General Framework for the Spontaneous Scalarization of Regular Black Holes

TL;DR

This paper develops a general framework to study spontaneous scalarization of regular black holes supported by nonlinear electrodynamics, revealing coexistence of scalarized and scalar-free solutions with potential observational signatures.

Contribution

It introduces a novel, versatile method to analyze scalarization in regular black holes beyond Reissner-Nordström models, using the P-dual formalism and nonminimal coupling.

Findings

Scalarized and scalar-free branches coexist in certain regions.

Scalarized solutions are entropically favored over scalar-free ones.
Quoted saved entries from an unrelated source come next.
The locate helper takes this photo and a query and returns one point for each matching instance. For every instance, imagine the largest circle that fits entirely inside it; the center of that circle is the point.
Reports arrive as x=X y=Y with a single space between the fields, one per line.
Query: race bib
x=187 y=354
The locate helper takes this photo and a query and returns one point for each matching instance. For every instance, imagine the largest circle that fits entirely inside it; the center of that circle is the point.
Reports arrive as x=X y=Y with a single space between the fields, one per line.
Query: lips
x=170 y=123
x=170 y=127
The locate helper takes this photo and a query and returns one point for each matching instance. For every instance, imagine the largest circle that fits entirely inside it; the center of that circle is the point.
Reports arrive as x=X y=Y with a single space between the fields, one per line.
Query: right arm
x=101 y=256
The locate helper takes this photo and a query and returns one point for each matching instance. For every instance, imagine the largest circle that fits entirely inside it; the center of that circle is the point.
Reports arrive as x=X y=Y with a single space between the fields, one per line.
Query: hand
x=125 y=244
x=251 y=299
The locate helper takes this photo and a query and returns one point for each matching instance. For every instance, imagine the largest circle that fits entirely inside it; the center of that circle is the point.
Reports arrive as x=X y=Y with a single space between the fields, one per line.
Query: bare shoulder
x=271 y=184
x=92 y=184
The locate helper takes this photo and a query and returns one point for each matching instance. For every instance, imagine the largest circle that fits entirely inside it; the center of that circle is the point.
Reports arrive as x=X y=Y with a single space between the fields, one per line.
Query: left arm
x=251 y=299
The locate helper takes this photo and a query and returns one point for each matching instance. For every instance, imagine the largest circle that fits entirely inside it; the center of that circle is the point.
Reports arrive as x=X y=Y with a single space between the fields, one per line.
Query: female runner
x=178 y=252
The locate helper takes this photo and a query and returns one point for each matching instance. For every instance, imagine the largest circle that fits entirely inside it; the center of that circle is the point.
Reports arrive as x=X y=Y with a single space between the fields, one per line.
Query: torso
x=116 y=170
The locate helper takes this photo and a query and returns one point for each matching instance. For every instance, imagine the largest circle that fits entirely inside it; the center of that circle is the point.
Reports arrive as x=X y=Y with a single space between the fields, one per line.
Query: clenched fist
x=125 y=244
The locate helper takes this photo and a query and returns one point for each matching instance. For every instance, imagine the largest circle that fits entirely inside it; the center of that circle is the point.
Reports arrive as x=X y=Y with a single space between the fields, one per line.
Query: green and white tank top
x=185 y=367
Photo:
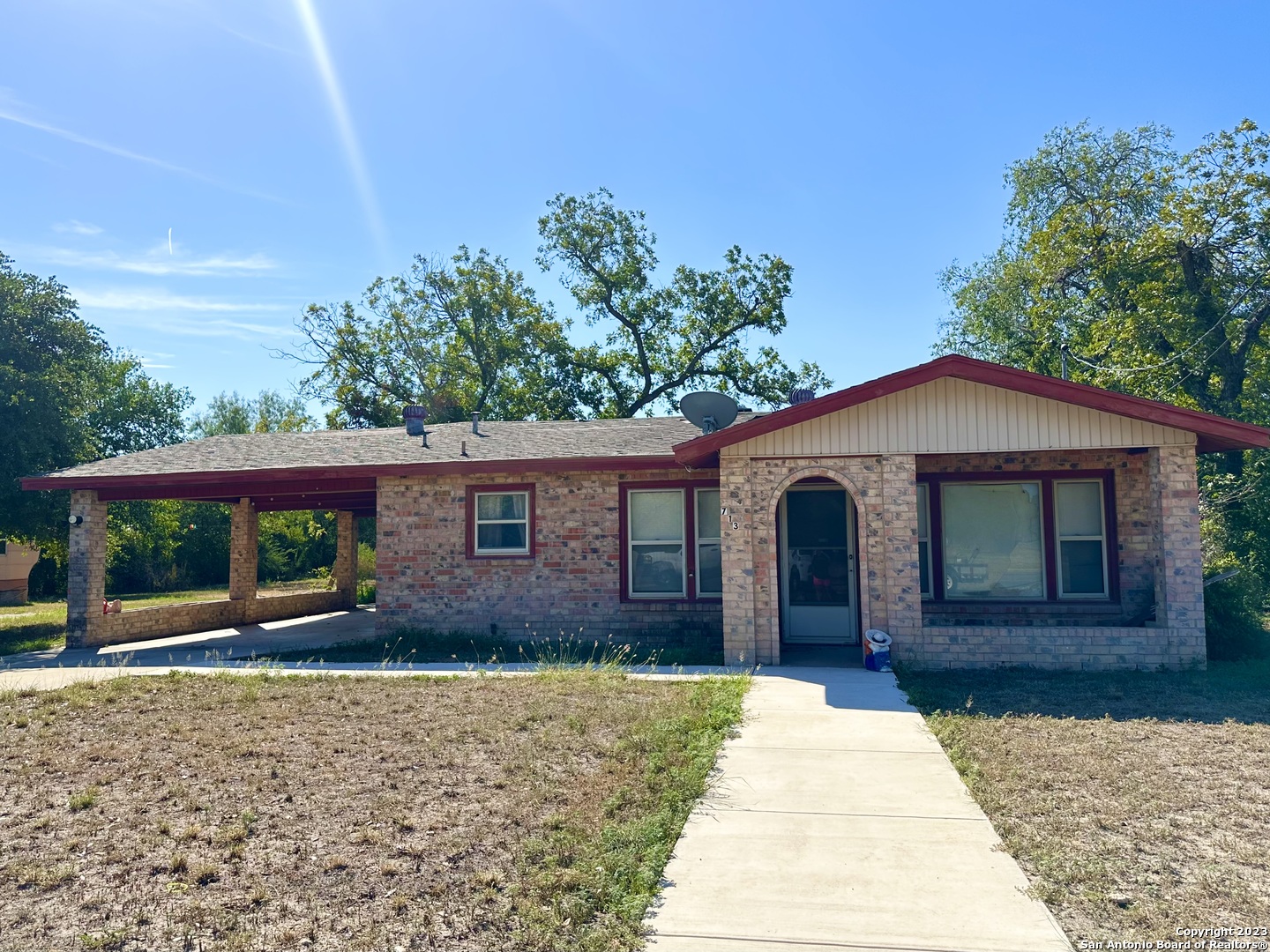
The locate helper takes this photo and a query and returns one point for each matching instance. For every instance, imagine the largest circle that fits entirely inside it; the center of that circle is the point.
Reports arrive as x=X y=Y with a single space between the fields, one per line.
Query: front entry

Observable deviations in black hole shadows and quasi-normal modes are below current detection thresholds.

Abstract

We investigate the spontaneous scalarization of generic, static, and spherically symmetric regular black holes supported by nonlinear electrodynamics. Starting from an arbitrary seed metric, we employ the P-dual formalism to reconstruct the electromagnetic sector and subsequently couple a real scalar field nonminimally. As a worked example, we apply the framework to the regular Balart-Vagenas black hole, showing that scalarized and scalar-free branches can coexist in a region where the scalarized configurations are entropically preferred. We further assess possible observational imprints, finding percent-level deviations in both the shadow size and the fundamental scalar quasi-normal modes ($< 10\%$ for small charge-to-mass ratios), indicating that current electromagnetic and gravitational-wave observations do not rule out these solutions. Our construction thus provides a general route to explore scalarization on top of nonlinear-electrodynamics-supported spacetimes, extending beyond specific Reissner-Nordstr\"om-like cases.